SCITUATE – An acoustical study of the town’s wind turbine has yet to yield solid results, a year after the board of health ordered that it be completed.
But people who live near the turbine on the Driftway say the results will be moot unless the state Department of Environmental Protection accepts different noise standards.
A group of residents have complained that their health is adversely affected by the noise and shadow flicker from the turbine, which is owned by Scituate Wind LLC, a partnership of Palmer Capital and Solaya Energy.
At the behest of the board of health, the turbine’s owners last March hired sound engineers to determine whether the machine is too noisy.
After the first round of tests, neighbors questioned the wind direction and speed captured in that testing. They also wanted to see results from fast metering, or short-interval testing.
“The community group and some specialists feel that the turbine generates a pulsing noise, and the best way of capturing that is through a faster testing sequence, but the regulations of the MassDEP call for the slower sequence,” Health Agent Jennifer Sullivan said in September.
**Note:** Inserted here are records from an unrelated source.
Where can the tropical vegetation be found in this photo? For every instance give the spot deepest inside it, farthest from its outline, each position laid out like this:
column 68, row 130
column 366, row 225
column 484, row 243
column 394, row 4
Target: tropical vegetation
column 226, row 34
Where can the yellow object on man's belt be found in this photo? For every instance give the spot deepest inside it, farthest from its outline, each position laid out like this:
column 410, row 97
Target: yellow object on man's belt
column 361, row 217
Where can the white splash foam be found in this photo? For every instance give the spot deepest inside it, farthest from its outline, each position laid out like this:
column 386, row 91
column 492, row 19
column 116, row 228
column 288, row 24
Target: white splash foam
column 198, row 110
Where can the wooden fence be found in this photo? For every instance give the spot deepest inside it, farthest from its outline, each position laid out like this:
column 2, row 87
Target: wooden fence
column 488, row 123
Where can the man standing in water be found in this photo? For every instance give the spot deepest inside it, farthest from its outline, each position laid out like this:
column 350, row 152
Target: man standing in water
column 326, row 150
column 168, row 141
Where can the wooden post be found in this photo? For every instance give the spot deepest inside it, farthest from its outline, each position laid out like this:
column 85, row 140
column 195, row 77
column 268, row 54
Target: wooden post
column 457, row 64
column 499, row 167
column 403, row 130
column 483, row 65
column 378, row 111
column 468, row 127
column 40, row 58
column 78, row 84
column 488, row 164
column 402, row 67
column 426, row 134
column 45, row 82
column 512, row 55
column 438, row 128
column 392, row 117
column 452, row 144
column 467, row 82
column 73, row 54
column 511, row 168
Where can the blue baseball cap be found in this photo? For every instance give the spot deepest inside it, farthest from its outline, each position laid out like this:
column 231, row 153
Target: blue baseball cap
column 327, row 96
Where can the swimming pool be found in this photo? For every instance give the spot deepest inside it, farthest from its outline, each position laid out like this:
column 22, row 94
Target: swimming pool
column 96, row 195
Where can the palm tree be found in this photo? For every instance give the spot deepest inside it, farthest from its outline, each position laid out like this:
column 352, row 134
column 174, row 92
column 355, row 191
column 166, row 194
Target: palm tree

The board approved different wind speeds and directions, but the state declined to use fast metering to gauge sound.
“The state doesn’t care if you do fast metering, but they won’t make the determination of whether there’s too much sound or not using fast metering,” Sullivan said Tuesday.
With little achieved in the past year, Sullivan last week sent neighbors Jerry Kelly and Tom Thompson letters asking that they attend Monday’s board of health meeting “to discuss possible changes that would allow favorable conditions for testing.”
In a letter back to Sullivan, Thompson and Kelly declined the invitation, stating, “Until such time as the MassDEP reverses its decision, and … the Scituate Board of Health finally commits itself to protecting the health and safety of those negatively impacted by the Scituate industrial wind turbine, it is our option that we have completed due process.”
Thompson on Tuesday said the testing protocol matters little now.
“Until (fast metering) is approved by MassDEP and used to determine compliance, it’s not worth going through the exercise,” he said.
Sullivan said the board will still revisit the parameters for wind direction, speed and turbine output when it receives data from Gordon Deane, principal at Palmer Capital.
“We’ve asked him to look at the records of complaints and what the wind speeds and capacity were at those times, as well as the tide situation,” she said. “(The board) doesn’t like that testing hasn’t been done, either.”
As for next steps, Thompson said neighbors have done as much as they can with authorities.
“It may have to be resolved in another fashion,” he said, declining to elaborate.